Innovation
$100 million donation to U of T will fuel AI
March 27, 2019
TORONTO – The University of Toronto has received its largest-ever donation, a $100-million gift to further the school’s research on artificial intelligence, biomedicine and how new technologies can disrupt and enrich lives.
The donation from the Gerald Schwartz and Heather Reisman Foundation will in part go to a new 750,000-square-foot complex to be built at the northeast corner of College St. and Queen’s Park starting this fall, school president Meric Gertler, the Toronto Star reported.
The school says the building will house the Vector Institute for Artificial Intelligence and the new Schwartz-Reisman Institute for Technology and Society.
Gertler said the gift will help spark Canadian innovation and examine how technology shapes people’s lives.
“It is a new collective endeavour that will turbocharge innovation,” Gertler said, calling the donation from Toronto billionaires Gerald Schwartz and Heather Reisman “unprecedented” in the school’s history.
The new complex, which U of T said will be constructed in two phases, will house the Schwartz Reisman Institute for Technology and Society, which will study emerging ethical issues surrounding the field of artificial intelligence.
Schwartz, who was born in Winnipeg, is the founder and CEO of private equity firm Onex Corporation. Reisman is the founder and CEO of bookseller Indigo.
“U of T is already a global leader in artificial intelligence, biomedicine and the intersections of society and technology,” the couple told the university’s website. “We’re immensely proud and excited to be part of an initiative that will further spark innovation, anchor talent and ideas in Canada, and illuminate the importance of socially responsible technology.”
The complex’s first phase, a 250,000 square-foot, 12-storey tower, will also house the Vector Institute for Artificial Intelligence.
The Vector Institute, founded in 2017, is an independent non-profit affiliated with U of T and devoted to artificial intelligence research.
The institute’s goals include leading “Ontario’s efforts to build and sustain AI-based innovation, growth and productivity in Canada” and working with Canadian industry and public institutions to foster talent in the field.
“This new complex will contribute enormously to innovation at U of T,” the institute’s chief scientific adviser and U of T professor emeritus Geoffrey Hinton told the school’s website. “It will help consolidate Toronto’s leading position in the AI world.”

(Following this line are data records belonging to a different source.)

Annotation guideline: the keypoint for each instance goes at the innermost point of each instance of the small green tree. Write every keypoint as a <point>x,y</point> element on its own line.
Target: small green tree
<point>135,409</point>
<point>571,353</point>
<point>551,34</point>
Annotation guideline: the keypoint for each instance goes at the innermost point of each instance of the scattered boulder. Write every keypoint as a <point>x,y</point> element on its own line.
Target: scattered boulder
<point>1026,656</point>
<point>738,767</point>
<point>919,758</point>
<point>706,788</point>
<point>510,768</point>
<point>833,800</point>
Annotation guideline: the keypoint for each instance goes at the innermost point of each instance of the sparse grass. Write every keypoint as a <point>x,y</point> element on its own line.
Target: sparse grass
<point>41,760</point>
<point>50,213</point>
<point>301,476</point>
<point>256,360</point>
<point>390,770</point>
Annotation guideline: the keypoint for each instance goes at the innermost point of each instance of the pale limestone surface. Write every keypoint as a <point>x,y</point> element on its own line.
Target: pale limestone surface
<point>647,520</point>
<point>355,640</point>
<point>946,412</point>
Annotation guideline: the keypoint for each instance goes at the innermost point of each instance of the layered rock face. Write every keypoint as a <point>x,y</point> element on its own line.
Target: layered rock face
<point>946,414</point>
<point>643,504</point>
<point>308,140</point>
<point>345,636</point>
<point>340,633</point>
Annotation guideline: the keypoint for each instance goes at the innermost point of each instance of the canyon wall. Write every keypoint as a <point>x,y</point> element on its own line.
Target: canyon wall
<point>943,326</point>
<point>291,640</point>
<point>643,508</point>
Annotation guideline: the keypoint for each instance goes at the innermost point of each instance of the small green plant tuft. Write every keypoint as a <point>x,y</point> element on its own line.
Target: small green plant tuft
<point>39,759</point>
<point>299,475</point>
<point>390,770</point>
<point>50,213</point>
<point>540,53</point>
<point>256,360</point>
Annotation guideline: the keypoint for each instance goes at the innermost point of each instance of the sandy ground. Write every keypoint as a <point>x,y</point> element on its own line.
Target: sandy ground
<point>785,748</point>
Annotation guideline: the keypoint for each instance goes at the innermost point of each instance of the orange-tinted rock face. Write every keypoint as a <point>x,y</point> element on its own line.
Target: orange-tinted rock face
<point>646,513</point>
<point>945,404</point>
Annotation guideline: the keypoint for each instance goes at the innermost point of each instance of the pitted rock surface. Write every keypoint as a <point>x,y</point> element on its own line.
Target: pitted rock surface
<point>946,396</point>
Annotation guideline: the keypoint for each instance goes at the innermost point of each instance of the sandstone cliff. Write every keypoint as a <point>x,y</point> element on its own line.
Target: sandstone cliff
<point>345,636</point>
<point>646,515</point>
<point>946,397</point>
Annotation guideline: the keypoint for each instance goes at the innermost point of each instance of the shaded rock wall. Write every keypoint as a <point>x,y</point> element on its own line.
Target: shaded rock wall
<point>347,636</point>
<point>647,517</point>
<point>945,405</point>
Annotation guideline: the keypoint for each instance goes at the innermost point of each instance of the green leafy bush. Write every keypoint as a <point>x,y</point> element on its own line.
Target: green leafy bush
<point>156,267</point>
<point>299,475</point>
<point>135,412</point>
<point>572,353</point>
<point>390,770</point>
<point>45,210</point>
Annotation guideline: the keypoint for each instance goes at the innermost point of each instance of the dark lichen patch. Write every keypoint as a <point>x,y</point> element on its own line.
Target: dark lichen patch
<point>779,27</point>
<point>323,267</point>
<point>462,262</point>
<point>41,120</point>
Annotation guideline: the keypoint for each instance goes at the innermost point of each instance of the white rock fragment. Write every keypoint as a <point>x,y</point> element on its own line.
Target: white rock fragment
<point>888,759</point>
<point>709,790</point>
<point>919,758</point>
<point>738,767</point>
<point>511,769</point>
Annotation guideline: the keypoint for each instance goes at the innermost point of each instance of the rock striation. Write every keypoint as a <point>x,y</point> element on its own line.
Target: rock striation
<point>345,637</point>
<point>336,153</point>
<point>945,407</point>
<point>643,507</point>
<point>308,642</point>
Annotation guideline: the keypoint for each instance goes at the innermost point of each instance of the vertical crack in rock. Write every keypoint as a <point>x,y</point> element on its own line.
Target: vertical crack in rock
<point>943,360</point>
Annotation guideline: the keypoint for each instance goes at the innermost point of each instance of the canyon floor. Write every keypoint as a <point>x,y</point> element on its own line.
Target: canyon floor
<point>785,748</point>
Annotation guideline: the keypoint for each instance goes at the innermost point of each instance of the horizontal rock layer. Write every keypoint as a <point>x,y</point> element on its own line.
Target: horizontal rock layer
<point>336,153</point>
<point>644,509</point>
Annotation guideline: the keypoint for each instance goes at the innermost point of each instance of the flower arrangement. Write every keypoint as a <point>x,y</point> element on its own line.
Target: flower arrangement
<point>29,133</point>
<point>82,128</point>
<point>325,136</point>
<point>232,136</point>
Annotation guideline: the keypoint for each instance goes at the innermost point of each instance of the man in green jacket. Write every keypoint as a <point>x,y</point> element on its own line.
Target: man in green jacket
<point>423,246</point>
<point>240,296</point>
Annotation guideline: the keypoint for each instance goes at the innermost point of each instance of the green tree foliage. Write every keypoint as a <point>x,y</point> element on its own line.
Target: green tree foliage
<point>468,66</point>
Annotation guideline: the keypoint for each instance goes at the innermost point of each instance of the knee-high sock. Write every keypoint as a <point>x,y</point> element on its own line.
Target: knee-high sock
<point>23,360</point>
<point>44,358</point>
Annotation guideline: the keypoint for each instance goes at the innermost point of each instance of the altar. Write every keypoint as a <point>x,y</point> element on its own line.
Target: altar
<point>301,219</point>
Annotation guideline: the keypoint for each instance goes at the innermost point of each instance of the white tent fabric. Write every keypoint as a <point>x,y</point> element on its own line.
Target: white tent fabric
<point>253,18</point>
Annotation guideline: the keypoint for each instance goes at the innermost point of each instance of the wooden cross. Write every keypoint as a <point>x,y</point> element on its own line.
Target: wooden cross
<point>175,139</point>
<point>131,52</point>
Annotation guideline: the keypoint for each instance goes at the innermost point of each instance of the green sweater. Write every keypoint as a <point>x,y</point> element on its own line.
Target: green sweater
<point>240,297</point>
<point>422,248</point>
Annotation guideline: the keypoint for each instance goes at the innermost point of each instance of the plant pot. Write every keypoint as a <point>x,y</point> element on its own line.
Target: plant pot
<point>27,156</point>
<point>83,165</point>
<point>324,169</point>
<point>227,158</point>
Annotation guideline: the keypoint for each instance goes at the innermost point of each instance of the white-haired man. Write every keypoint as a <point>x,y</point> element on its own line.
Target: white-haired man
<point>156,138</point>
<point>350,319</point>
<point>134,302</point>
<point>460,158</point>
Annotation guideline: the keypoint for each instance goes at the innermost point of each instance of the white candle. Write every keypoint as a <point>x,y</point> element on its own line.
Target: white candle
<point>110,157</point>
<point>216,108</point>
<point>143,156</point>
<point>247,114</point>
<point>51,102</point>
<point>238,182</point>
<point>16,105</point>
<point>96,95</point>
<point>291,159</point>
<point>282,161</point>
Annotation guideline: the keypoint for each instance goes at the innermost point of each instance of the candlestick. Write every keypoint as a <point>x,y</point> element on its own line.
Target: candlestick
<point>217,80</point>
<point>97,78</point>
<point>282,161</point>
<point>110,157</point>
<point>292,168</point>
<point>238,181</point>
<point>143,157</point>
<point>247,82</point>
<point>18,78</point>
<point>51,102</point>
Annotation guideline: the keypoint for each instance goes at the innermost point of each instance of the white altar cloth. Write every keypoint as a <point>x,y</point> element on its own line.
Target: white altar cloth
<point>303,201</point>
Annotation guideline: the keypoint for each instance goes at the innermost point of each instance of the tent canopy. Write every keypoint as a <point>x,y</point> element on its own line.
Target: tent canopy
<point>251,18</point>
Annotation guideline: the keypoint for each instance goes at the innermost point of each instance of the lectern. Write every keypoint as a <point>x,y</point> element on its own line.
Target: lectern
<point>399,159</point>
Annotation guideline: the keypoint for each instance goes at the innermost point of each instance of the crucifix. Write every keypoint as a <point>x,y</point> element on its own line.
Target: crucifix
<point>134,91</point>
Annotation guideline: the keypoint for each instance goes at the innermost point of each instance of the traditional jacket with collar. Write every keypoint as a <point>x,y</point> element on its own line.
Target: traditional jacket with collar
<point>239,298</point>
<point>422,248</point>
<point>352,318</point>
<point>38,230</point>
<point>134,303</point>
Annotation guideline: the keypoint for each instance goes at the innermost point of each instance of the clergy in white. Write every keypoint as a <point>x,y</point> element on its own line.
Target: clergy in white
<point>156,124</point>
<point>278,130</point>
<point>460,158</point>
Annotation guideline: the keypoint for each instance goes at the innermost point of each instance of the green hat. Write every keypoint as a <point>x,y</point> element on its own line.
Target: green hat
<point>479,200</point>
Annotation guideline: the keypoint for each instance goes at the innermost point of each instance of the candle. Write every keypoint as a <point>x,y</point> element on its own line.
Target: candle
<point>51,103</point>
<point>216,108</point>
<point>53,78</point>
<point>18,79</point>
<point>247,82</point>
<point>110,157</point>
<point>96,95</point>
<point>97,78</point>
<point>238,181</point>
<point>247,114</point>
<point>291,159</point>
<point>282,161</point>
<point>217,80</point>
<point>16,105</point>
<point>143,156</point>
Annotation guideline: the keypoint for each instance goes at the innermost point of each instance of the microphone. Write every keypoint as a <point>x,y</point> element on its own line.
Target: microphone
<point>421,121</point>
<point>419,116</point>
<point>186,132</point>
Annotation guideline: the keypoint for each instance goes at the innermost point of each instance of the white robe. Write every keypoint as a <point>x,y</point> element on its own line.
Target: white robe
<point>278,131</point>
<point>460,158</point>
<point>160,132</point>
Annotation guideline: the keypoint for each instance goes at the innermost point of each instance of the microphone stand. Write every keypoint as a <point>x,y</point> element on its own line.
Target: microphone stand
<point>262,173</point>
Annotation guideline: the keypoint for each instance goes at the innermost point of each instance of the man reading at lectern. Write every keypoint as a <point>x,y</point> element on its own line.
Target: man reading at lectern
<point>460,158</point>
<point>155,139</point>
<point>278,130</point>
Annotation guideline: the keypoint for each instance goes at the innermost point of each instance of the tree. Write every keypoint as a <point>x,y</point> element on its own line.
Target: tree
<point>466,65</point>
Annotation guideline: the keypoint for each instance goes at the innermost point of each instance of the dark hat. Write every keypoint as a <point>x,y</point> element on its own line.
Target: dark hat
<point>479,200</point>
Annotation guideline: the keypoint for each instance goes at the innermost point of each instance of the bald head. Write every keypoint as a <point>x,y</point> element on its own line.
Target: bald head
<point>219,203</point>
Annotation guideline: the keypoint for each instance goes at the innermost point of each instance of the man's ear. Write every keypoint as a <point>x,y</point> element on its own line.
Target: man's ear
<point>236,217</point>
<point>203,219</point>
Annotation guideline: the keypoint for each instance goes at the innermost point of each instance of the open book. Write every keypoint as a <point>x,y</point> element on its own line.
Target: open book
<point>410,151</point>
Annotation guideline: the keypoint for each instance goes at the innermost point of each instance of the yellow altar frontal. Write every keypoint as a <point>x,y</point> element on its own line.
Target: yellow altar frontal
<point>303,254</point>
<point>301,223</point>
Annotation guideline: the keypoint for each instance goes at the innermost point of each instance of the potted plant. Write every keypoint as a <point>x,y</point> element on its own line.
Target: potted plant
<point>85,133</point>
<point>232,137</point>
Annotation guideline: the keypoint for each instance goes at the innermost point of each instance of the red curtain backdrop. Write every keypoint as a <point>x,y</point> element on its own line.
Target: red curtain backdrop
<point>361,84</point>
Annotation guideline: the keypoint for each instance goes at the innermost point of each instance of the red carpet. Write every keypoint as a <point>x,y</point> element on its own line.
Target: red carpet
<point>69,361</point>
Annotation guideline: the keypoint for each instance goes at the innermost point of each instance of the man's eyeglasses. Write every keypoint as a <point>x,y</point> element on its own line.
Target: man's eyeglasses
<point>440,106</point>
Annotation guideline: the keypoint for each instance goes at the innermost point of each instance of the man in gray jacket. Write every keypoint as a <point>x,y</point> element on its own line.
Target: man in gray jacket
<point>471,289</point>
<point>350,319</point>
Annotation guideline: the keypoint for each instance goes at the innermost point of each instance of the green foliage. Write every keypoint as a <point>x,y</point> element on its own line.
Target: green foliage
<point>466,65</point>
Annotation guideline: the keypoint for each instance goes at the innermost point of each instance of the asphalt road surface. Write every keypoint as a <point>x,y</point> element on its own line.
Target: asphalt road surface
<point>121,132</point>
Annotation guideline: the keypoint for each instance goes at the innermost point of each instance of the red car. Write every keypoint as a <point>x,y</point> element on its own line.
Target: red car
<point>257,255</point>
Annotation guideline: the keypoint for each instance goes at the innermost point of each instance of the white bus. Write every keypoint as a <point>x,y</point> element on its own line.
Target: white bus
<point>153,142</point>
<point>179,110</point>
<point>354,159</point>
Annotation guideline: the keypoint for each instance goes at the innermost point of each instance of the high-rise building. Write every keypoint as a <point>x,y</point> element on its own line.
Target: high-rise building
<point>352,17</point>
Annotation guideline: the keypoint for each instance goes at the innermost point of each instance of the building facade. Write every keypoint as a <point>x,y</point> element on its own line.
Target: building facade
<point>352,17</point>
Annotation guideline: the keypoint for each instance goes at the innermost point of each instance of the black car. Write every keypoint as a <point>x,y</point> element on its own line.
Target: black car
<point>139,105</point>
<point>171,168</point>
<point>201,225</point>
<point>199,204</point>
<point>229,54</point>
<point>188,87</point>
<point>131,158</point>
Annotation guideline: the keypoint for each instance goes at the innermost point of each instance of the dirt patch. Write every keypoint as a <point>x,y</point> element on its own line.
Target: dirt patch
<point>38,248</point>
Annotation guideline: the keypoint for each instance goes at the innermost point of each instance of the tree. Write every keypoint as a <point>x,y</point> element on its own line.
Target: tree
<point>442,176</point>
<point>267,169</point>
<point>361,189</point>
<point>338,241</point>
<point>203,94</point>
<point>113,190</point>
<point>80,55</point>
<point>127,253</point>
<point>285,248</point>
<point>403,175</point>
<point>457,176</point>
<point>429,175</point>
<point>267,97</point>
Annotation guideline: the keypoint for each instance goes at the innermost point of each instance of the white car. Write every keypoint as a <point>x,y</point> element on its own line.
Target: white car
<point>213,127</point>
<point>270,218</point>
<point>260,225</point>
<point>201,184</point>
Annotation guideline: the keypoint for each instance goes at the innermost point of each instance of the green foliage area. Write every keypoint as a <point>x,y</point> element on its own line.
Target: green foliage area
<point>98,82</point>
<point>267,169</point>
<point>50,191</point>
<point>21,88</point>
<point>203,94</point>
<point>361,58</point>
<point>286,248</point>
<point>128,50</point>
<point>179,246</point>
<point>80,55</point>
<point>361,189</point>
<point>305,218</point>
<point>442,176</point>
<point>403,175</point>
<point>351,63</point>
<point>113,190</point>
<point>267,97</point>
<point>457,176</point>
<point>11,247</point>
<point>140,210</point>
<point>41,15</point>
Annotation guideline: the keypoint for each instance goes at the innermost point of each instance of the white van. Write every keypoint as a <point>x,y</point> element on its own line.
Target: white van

The complex’s second phase will include a 500,000-square-foot, 20-storey tower which will house laboratories in regenerative medicine, genetics and precision medicine, the school said.
The complex is designed by WEISS/MANFREDI architects. Renderings of the new building show a pair of tapered white towers.
The largest previous donation in the university’s history was a $50-million gift in 2001 from the R. Samuel McLaughlin Foundation to the Faculty of Medicine.
Launched in 1952 by its namesake, then the leader of General Motors Canada, the organization sought to help finance the postgraduate studies of medical students.
The Ontario government, U of T, and four of its affiliated research hospitals matched that donation to a total of $150 million. The money was later used to launch a new virtual research institute to study diseases.